Insolvency claims denied by auditor
Bermuda Fire & Marine Co. Ltd. auditor Cooper & Lines did not believe that the company was insolvent or that the 1991 reorganisation would harm international creditors, a court heard yesterday.
Ian Croxford, lawyer for Cooper & Lines, yesterday denied allegations that the firm was negligent by failing to properly make provisions for millions of dollars in potential claims from Bermuda Fire's international business.
Bermuda Fire's liquidator Ernst & Young is suing Cooper & Lines, among others, for the firm's involvement in the creation of BF&M Ltd. as a separate company to hold the company's domestic business.
Cooper & Lines was Bermuda Fire's auditors and produced a proforma balance sheet which showed the company would have a $12 million surplus after stock in BF&M were given to shareholders as a special dividend.
David Lines and Tom Miller of Cooper & Lines were also involved in meetings of the finance committee leading up to the 1991 reorganisation and share dividend. Mr. Miller also wrote a memorandum on the "necessity to go all the way'' in the reorganisation by creating a separate company to hold Bermuda Fire's domestic business.
The liquidator claims Bermuda Fire's 1990 annual financial report and the proforma balance sheet were incorrect and Bermuda Fire was actually insolvent at the time.
Mr. Croxford denied the claims and said Cooper & Lines provided all of the necessary information for the board of directors to reach a decision about the share dividend.
"At the material times, my client believed that BFMIC (Bermuda Fire) was not insolvent, that the reorganisation would not prejudice creditors, and that it was a perfectly proper transaction,'' Mr. Croxford told Supreme Court Puisne Judge Vincent Meerabux. "What is more, my Lord, those beliefs or that belief were, as we say, in the light of the instructions given to Coopers, and the work it had carried out, they were perfectly reasonable beliefs to hold.'' Allegations Cooper & Lines should have made liability provisions for pollution claims and bad debt were incorrect, Mr. Croxford claimed. He argued that Bermuda Fire got into trouble in 1993 because reinsurers stopped paying claims on business written through Weavers Underwriters, the London managing agency contracted by the company.
The liquidator will have to show Bermuda Fire was insolvent in 1991 and so far no evidence has been advanced, he said. Cooper & Lines prepared all financial statements -- in particular the proforma balance sheet -- according to Canadian standards of generally accepted accounting principles (GAAP), he said.
Under Canadian accounting principles Bermuda Fire was not required to make provisions for potential future pollution claims or for bad debt on such liabilities he said.
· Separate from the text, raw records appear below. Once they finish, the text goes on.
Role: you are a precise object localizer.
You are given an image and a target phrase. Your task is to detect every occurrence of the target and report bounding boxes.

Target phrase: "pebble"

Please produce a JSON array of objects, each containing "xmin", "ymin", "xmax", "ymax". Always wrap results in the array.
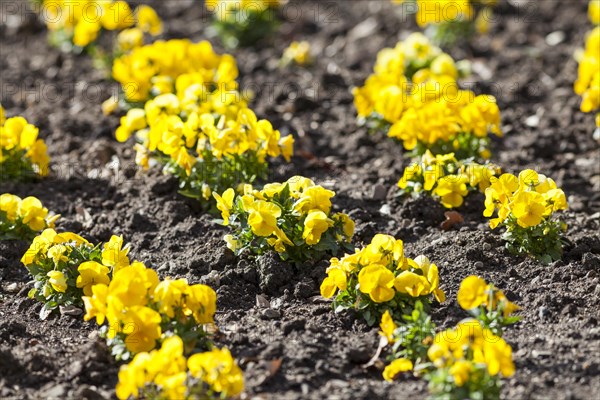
[
  {"xmin": 531, "ymin": 350, "xmax": 552, "ymax": 358},
  {"xmin": 42, "ymin": 384, "xmax": 67, "ymax": 399},
  {"xmin": 261, "ymin": 308, "xmax": 281, "ymax": 319},
  {"xmin": 546, "ymin": 31, "xmax": 566, "ymax": 46},
  {"xmin": 256, "ymin": 294, "xmax": 269, "ymax": 308},
  {"xmin": 271, "ymin": 297, "xmax": 283, "ymax": 310},
  {"xmin": 59, "ymin": 306, "xmax": 83, "ymax": 317},
  {"xmin": 371, "ymin": 183, "xmax": 387, "ymax": 200},
  {"xmin": 525, "ymin": 115, "xmax": 540, "ymax": 128},
  {"xmin": 379, "ymin": 204, "xmax": 392, "ymax": 215},
  {"xmin": 4, "ymin": 282, "xmax": 19, "ymax": 293},
  {"xmin": 281, "ymin": 319, "xmax": 306, "ymax": 335}
]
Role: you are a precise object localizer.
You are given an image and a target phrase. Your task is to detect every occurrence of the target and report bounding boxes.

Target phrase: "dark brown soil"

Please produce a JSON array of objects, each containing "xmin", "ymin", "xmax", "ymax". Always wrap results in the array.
[{"xmin": 0, "ymin": 0, "xmax": 600, "ymax": 399}]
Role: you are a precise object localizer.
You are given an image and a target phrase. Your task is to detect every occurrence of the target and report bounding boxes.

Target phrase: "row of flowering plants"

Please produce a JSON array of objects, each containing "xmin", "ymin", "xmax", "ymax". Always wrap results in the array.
[
  {"xmin": 213, "ymin": 176, "xmax": 354, "ymax": 263},
  {"xmin": 353, "ymin": 28, "xmax": 572, "ymax": 263},
  {"xmin": 37, "ymin": 0, "xmax": 163, "ymax": 55},
  {"xmin": 574, "ymin": 0, "xmax": 600, "ymax": 140},
  {"xmin": 353, "ymin": 33, "xmax": 502, "ymax": 160},
  {"xmin": 392, "ymin": 0, "xmax": 496, "ymax": 46},
  {"xmin": 21, "ymin": 229, "xmax": 244, "ymax": 399},
  {"xmin": 113, "ymin": 40, "xmax": 294, "ymax": 204},
  {"xmin": 204, "ymin": 0, "xmax": 282, "ymax": 48},
  {"xmin": 380, "ymin": 275, "xmax": 519, "ymax": 399},
  {"xmin": 398, "ymin": 150, "xmax": 500, "ymax": 208},
  {"xmin": 321, "ymin": 234, "xmax": 446, "ymax": 325}
]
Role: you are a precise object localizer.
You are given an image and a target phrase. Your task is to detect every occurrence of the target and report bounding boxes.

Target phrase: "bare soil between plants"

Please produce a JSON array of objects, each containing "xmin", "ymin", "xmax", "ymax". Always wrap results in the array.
[{"xmin": 0, "ymin": 0, "xmax": 600, "ymax": 400}]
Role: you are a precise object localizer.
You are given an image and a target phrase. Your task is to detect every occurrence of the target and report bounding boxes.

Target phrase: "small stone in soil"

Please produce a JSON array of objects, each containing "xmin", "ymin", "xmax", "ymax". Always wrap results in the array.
[
  {"xmin": 281, "ymin": 319, "xmax": 306, "ymax": 335},
  {"xmin": 261, "ymin": 308, "xmax": 281, "ymax": 319}
]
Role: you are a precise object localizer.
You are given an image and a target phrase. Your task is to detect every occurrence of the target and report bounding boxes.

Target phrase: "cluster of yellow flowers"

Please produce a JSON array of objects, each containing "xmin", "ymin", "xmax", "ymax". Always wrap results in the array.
[
  {"xmin": 0, "ymin": 193, "xmax": 60, "ymax": 240},
  {"xmin": 380, "ymin": 276, "xmax": 519, "ymax": 399},
  {"xmin": 0, "ymin": 104, "xmax": 50, "ymax": 181},
  {"xmin": 41, "ymin": 0, "xmax": 163, "ymax": 51},
  {"xmin": 281, "ymin": 40, "xmax": 313, "ymax": 67},
  {"xmin": 213, "ymin": 176, "xmax": 354, "ymax": 262},
  {"xmin": 398, "ymin": 151, "xmax": 500, "ymax": 208},
  {"xmin": 392, "ymin": 0, "xmax": 496, "ymax": 45},
  {"xmin": 483, "ymin": 169, "xmax": 568, "ymax": 262},
  {"xmin": 112, "ymin": 39, "xmax": 239, "ymax": 103},
  {"xmin": 113, "ymin": 40, "xmax": 294, "ymax": 200},
  {"xmin": 321, "ymin": 234, "xmax": 446, "ymax": 325},
  {"xmin": 427, "ymin": 319, "xmax": 515, "ymax": 398},
  {"xmin": 353, "ymin": 33, "xmax": 502, "ymax": 159},
  {"xmin": 116, "ymin": 336, "xmax": 244, "ymax": 400},
  {"xmin": 82, "ymin": 262, "xmax": 217, "ymax": 359},
  {"xmin": 204, "ymin": 0, "xmax": 282, "ymax": 48},
  {"xmin": 575, "ymin": 0, "xmax": 600, "ymax": 128},
  {"xmin": 21, "ymin": 231, "xmax": 129, "ymax": 316}
]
Estimates for such provisions were not possible at the time. Bermuda Fire's board also believed the company was protected from pollution claims by exclusion clauses under policies written in the London market, he said.
While the clauses still left Bermuda Fire open to accidental pollution, the problems hitting the insurance market at the time was over sites that had been polluted over long periods of time.
"Canadian GAAP did not require or indeed did not permit the making of provision for such contingencies,'' Mr. Croxford claimed. "This remained the position for the proforma financial statements.'' Mr. Croxford will also argue that Cooper & Lines did not provide business advice to Bermuda Fire. The firm provided accountancy information and advice.
While the board relied on financial statements provided by Cooper & Lines, the firm was instructed not to carry out a valuation exercise for Bermuda Fire.
Insolvency claims denied by auditor Bermuda Fire's board of directors had all the relevant figures needed to make a decision on splitting Bermuda Fire in two and making the share dividend.
"The process which the parties went through, and the decision which they came to, that is those on the board of BFMIC, in particular deciding to distribute the dividend in specie, was a decision they could properly have come to.'' Allegations by the liquidator that Cooper & Lines should have carried out further investigations were therefore wrong, he claimed.
"The board of BFMIC decided to hive off its profitable domestic business,'' Mr. Croxford said. "We say that was a business decision taken by BFMIC and not by Cooper & Lines. Cooper & Lines was not engaged by BFMIC to take that business decision, or indeed to give business advice, and it did not do so.'' Mr. Croxford continues his opening argument today.